WAKING THE DEAD has an unintentionally ironic title. With exceedingly bland acting by the leads, Billy Crudup and Jennifer Connelly, and lethargic directing by Keith Gordon (A MIDNIGHT CLEAR), the movie is so comatose that audiences will want to shake it or do something to wake it up.

Gordon has all of his cast and crew on permanent slow-motion. People don't walk, they move at a glacial pace. Moss could start growing on their shoes at the rate at which they stroll across the stage.
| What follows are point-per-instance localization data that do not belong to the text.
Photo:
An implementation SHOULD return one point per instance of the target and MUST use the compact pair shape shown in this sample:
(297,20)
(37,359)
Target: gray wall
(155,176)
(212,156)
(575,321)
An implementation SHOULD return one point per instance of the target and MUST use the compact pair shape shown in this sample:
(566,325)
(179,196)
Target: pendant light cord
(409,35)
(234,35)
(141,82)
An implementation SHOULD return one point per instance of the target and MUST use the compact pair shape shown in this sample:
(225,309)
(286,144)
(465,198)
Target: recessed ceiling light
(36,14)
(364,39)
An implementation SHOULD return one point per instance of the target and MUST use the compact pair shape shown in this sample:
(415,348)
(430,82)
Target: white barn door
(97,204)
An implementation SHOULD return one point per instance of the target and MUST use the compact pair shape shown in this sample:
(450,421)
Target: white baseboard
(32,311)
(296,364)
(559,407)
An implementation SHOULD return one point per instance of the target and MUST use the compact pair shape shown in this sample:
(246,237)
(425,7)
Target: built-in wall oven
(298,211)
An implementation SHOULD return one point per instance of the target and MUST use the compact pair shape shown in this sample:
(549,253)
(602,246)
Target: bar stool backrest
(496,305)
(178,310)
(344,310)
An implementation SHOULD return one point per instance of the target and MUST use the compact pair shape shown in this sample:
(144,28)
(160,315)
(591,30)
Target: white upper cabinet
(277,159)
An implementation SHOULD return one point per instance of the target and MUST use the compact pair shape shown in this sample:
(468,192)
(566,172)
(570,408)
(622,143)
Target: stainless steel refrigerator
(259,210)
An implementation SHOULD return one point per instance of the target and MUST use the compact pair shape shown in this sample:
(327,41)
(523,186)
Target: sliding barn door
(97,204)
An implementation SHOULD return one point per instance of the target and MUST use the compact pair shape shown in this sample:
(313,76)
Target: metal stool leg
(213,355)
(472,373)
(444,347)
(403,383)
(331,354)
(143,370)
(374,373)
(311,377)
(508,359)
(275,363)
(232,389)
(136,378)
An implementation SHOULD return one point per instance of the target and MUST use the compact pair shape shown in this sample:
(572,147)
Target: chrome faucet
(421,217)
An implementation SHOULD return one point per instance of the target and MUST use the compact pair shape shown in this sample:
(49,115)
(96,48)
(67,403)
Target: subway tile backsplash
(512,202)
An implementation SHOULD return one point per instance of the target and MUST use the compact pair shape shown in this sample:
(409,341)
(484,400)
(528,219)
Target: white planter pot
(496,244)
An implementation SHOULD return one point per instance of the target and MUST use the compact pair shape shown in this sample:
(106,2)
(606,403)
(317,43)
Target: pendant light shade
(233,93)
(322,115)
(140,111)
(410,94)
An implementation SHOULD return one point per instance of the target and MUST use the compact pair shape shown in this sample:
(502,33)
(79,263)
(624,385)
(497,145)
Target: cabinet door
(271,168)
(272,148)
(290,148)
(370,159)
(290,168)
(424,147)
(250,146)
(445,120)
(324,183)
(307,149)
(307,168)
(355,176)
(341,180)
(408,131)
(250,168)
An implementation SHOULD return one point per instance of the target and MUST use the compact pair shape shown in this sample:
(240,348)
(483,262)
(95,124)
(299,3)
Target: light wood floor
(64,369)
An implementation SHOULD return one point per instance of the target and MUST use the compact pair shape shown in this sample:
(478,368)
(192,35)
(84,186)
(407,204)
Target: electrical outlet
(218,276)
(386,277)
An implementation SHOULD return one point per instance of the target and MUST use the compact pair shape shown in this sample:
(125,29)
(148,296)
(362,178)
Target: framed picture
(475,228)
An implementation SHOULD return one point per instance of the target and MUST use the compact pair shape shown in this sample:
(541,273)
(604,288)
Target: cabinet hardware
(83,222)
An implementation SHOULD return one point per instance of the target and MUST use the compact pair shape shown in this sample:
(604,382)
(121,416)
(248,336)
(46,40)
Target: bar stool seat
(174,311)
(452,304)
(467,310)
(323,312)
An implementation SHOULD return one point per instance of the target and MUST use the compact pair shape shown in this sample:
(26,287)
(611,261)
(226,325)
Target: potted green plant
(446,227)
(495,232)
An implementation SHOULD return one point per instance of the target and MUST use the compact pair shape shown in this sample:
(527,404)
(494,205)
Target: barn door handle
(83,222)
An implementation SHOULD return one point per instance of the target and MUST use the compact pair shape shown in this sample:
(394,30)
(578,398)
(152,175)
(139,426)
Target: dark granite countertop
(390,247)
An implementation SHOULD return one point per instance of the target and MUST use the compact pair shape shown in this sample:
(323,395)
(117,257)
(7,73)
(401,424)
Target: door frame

And the camera zooms and pans with excruciating slowness as if its gears are frozen from shooting the film's many snow-covered scenes.

The story, which moves back and forth among several timeframes, concerns a man who sees dead people, or, more precisely, one dead woman.

Fielding Pierce (Crudup) has a cushy job guarding New York's harbor for the Coast Guard during the Vietnam War. He is conflicted since he'd like to go AWOL to Canada to protest the war but worries that it might upset his ambition to be the President of the United States. One certainly couldn't be elected president, he reasons, after a visible protest against one's own country.

Fielding's girlfriend, Sarah Williams (Connelly), is an anti-war activist who encourages him to leave the country. A few years later, she is killed in Chile, where she has gone as part of the Sanctuary movement. After that, he follows a political career, while the dead Sarah keeps making guest appearances in his life.

The problem is that the plot's realization isn't the least bit convincing. Never do Fielding or Sarah seem genuinely interested in any of their causes or aspirations. Both show all of the emotive power of a stone. It isn't clear how Fielding could get any votes, much less get elected. He is an empty suit without any issues or even a decent stump speech. Sarah says that she's committed to her causes, but shows no authentic spark of compassion for the people to whom she devotes herself.

This leaves the movie to succeed or die based just on their love affair, which turns out to be the weakest link of all. Only when having sex do these lovers ever appear the least bit romantically inclined. At other times, they say the right words, but their vacant eyes show they are just reading their lines.

"If anybody really knew Kennedy, do you think they'd have ever voted for him?" Fielding's father asks him. The story implies that politicians must never reveal themselves to us if they want to get elected. The movie takes the same reticent approach, giving us trite speeches but little more. I'd recommend that you vote against it.

WAKING THE DEAD runs 1:45. It is rated R for sexuality and language and would be acceptable for older teenagers.